Version 2.0

Released: December 2015

Changes

Update to Django 1.7

The biggest change of this release comes in the form of support for Django 1.7. Mayan EDMS makes use of several new features of Django 1.7 like: migrations, app config and transaction handling. The version of Django supported in this version is 1.7.10. With the move to Django 1.7, support for South migrations and Python 2.6 is removed. The switch to Django 1.7’s app config means that the startup order of app should not longer have any relevance, cause any import or startup problems.

Frontend UI

The frontend UI HTML has been re-factored to use Bootstrap. Along with this update a lot of legacy HTML and CSS was removed, greatly simplifying the existing template and allowing the removal of some.

Theming and re-branding

All the presentation logic and markup has been moved into it’s own app, the ‘appearance’ app. All modifications required to customize the entire look of the Mayan EDMS can now be done in a single app. Very little markup remains in the other apps, and it’s usually because of necessity, namely the widgets.py modules.

Improved page navigation interface

Previously the document page interface used a fancybox windows leaving the current document in the background. This UI workflow as been improved and the document page navigation behaves like the rest of the document views.

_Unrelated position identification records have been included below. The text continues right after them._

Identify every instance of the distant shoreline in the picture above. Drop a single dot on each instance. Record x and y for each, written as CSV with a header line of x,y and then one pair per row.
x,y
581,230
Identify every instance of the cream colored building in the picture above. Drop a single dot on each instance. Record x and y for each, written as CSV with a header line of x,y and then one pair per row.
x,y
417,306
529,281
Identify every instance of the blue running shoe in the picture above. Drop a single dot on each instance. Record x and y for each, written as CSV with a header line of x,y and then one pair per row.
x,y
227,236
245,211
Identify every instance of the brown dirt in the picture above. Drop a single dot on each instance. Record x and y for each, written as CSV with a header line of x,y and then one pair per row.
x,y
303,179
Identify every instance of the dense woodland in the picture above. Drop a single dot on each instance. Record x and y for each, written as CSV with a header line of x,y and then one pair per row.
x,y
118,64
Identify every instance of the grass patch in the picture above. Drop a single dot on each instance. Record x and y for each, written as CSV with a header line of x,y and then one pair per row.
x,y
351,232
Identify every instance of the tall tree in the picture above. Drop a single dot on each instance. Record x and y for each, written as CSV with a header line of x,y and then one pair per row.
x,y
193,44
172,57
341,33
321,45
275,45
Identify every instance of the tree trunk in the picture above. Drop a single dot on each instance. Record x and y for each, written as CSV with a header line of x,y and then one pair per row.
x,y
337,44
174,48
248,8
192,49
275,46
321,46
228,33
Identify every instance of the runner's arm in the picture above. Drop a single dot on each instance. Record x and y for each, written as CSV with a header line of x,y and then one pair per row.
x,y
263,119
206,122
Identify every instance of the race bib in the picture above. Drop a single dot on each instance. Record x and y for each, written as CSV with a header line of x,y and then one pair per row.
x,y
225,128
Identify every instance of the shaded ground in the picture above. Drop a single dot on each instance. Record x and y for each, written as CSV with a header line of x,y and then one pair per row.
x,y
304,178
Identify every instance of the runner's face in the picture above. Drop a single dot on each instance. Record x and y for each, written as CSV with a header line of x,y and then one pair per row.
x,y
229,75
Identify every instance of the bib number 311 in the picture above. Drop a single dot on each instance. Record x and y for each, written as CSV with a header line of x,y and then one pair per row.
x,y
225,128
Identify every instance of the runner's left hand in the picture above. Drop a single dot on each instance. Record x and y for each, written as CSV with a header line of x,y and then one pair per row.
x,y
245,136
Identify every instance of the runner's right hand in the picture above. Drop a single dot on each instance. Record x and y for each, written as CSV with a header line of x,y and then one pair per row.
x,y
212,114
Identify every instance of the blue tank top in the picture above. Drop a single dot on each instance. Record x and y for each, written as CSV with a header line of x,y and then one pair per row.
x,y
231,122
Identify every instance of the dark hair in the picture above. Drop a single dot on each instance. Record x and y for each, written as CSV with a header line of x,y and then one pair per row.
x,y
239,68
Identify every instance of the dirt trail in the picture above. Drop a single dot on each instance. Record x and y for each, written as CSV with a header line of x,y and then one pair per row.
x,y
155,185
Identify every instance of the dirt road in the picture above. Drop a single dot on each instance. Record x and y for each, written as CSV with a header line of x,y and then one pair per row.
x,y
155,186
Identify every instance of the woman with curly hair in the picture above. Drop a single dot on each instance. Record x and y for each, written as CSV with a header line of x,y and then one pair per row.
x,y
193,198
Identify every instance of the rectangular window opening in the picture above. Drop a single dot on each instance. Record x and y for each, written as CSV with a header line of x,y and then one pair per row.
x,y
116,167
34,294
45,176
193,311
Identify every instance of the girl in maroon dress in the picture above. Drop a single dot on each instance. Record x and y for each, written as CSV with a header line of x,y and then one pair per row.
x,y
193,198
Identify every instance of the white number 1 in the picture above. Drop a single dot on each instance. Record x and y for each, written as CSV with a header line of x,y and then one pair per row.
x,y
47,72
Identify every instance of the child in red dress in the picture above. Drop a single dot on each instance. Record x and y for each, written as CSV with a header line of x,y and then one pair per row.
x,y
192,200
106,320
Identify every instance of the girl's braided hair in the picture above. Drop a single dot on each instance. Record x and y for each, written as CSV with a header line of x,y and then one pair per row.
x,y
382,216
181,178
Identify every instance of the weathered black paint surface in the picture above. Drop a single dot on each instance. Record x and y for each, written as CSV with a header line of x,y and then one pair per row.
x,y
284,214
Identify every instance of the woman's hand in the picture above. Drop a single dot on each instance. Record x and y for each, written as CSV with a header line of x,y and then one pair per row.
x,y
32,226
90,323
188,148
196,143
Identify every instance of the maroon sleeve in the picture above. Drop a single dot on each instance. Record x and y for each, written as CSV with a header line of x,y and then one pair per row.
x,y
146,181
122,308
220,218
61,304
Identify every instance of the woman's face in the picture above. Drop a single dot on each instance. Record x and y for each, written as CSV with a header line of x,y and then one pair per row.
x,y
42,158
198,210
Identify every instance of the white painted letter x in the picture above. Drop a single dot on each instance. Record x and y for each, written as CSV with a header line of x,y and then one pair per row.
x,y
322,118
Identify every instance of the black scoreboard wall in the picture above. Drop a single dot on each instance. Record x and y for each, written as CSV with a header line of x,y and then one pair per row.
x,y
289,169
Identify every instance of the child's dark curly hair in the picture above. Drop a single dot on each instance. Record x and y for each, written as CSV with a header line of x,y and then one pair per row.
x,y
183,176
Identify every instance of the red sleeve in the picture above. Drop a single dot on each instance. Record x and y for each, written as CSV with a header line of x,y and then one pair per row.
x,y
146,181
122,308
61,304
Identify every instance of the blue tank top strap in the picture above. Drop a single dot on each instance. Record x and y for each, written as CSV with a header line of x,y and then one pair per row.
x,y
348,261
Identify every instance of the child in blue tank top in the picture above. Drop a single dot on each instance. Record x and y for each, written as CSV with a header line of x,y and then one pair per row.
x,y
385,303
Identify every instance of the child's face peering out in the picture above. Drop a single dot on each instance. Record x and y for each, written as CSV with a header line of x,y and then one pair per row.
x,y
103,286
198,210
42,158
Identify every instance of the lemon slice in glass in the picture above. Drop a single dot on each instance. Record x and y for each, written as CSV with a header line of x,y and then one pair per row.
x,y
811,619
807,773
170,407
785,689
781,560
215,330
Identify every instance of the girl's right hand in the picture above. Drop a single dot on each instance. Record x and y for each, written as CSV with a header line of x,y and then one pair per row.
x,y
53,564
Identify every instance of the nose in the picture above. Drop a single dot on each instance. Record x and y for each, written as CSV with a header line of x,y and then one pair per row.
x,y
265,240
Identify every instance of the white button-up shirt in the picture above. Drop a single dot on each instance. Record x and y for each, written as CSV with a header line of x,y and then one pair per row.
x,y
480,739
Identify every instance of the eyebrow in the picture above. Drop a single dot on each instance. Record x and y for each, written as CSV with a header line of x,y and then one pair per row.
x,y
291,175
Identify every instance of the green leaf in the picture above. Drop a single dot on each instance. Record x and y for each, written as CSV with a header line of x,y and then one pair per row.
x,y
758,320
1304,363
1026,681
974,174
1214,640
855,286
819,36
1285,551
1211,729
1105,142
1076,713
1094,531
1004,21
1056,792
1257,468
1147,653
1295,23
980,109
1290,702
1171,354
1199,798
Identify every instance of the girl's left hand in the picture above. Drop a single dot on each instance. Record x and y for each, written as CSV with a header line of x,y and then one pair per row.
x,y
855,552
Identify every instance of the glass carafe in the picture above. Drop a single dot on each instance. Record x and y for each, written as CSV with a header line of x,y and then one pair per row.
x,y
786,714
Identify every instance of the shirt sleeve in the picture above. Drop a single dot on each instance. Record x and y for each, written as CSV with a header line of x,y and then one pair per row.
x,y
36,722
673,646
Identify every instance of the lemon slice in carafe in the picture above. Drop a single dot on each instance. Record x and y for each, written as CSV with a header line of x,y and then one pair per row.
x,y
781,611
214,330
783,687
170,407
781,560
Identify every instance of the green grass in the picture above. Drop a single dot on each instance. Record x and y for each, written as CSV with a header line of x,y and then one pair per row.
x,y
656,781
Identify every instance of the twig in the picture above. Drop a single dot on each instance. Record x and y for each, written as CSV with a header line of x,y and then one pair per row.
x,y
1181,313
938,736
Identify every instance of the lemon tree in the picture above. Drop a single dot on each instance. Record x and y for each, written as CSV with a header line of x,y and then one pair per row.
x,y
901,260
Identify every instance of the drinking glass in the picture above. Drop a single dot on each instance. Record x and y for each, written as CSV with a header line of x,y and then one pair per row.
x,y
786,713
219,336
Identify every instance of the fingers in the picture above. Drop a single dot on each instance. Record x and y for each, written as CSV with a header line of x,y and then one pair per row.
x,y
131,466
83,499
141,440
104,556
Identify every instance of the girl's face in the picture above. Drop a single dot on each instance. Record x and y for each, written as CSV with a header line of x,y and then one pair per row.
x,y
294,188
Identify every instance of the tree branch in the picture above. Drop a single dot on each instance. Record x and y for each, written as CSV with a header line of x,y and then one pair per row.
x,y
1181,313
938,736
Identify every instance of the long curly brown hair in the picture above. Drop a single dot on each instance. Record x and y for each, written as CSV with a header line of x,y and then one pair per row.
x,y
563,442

Removal of famfam icon set

The previously used icon set and icon display code was removed and a new system that favor font icon was added.

Document preview generation

The image conversion system was re-factored from the ground up and uses a much smarted caching system. The document image cache has it’s own Django file storage driver and no longer default to the system /tmp directory. By moving the document image cache to a Django file storage, the cache doesn’t need to reside in the same filesystem or even computer serving the document images. This change also allows nodes in a clustered install to share the document image cache.

Document submission for OCR changed to POST

Previously submitting a document for OCR could be done with a GET request to the corresponding URL. This design decision allowed for fast user experience but caused massive document submissions when sites were scanned by web spiders. The new workflow is to submit documents to the OCR queue only on POST request.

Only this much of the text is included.